Be careful when increasing your PHP memory limits, however. If you set the memory limit too high, misconfigured scripts could slow down your website or you could run afoul of any memory limits imposed by your hosting provider.
7 – Update PHP to the latest compatible version
Up to date versions of WordPress require PHP version 7.4 as a bare minimum. So if you’re using an older version of PHP resolving the critical error may be as simple as upgrading PHP to version 7.4 or greater.
WordPress offers a handy chart showing which versions of PHP are going to work with the version of WordPress that you are using.
You can check which version you’re using by navigating to your WordPress dashboard then Tools > Site Health > Info. From here, expand the Server section to find details about your PHP version.
8 – Scan for malware
Malware often leads to critical website errors, especially if strange PHP scripts are wreaking havoc in your environment. So, you’ll want to scan your website at the web page and server level to identify indicators of compromise, backdoors, and malicious scripts which may be causing problems.
You can scan your website for malware for free with SiteCheck. This can help you identify if there’s any outward signs of an infection in your external website source code.

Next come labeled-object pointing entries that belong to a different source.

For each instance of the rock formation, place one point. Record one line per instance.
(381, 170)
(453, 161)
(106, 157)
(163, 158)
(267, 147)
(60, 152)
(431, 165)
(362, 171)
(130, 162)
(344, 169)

Not all infections are outward facing. So you’ll want to also scan your website for malware at the server level to help identify any malicious PHP scripts, backdoors, and credit card skimmers that aren’t found at the page level.
If any malware is detected, you’ll need to clean up the infection to help resolve the critical error. You can check out our hacked WordPress guide for step-by-step instructions or reach out to our team for assistance with this step.
Critical errors in WordPress can occur for a myriad of reasons — but in many cases, they’re the result of conflicts in plugins, theme files, or PHP related issues.
If you have a pre-existing website back up, one of the fastest ways to resolve the problem is to simply roll back your site to its last known good configuration.
To help isolate the error, you may want to scan your website for indicators of compromise or malware that may have resulted in syntax errors, malicious PHP scripts, plugin conflicts or other issues which may be interrupting normal PHP execution.